The March 15 demonstration was the largest Sao Paulo had seen in more than three decades, since 1984 protests demanding democratic elections after a long dictatorship.

But more surprising than the crowd of more than 200,000, according to the Datafolha polling and statistics agency, was the fact it was being led by Kataguiri, a skinny, 19-year-old college dropout, and other young Brazilian activists inspired by libertarianism and conservative free-market ideals.
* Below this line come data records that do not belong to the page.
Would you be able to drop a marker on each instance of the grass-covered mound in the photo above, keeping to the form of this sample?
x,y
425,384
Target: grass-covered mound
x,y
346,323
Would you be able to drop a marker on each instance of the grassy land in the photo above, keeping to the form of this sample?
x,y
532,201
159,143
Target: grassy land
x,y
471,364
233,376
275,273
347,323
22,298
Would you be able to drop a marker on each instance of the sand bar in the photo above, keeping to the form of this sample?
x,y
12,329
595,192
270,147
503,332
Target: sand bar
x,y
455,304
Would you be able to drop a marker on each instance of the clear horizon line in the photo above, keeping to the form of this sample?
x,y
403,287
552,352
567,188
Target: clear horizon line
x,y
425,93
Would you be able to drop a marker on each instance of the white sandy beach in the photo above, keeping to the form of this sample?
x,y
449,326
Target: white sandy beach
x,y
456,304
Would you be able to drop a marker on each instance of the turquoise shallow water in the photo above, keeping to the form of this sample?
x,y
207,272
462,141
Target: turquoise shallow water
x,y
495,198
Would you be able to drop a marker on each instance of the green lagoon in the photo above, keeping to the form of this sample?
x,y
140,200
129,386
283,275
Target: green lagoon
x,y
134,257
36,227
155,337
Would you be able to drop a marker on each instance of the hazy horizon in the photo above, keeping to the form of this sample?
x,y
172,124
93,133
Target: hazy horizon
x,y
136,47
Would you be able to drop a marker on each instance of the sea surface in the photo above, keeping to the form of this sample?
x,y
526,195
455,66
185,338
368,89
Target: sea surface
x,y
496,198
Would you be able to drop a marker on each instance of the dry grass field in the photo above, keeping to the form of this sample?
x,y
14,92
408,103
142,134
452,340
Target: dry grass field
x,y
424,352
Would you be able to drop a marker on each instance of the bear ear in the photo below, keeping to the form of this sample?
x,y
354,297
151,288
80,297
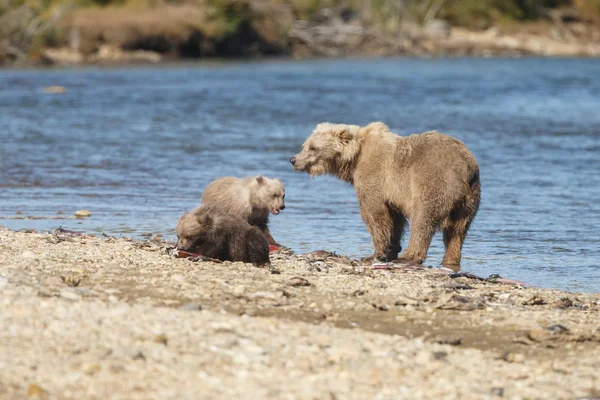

From a distance, though, it's hard to know if "free market" as used by WaPo is actually "free market." So, we asked Helio Beltrão, founder and president of Instituto Mises Brasil, what the situation is on the ground in Brazil. Helio writes: 

Movimento Brasil Livre is a genuine libertarian group, and influenced by Mises. The second, Vem Pra Rua (Come to the Streets) is a neoliberal group. This is all unprecedented! 

There were more than 1 million people on the Paulista Avenue in Sao Paulo, according to both the municipal and the state police (municipality is run by the ruling party, PT, the Worker’s Party).  The story cites only 200,000 estimated by the highly establishment-friendly polling company. Peter Klein was in Copacabana, in Rio that day, when there were about 50,000 in Copacabana.

More are expected on Apr 12.  If this happens, impeachment likelihood increases significantly, as already stated by the government coalition party PMDB.

In the protests one could spot several ‘More Mises, Less Marx’ banners, Mises T-Shirts, and others demanding less government (granted, there were the usual 'better service', 'enough of corruption' banners, as well).

The government is in denial and the left is clueless. They lost the energy, the bottom-up support, the cause.

It's exciting to witness the changing trends in real time.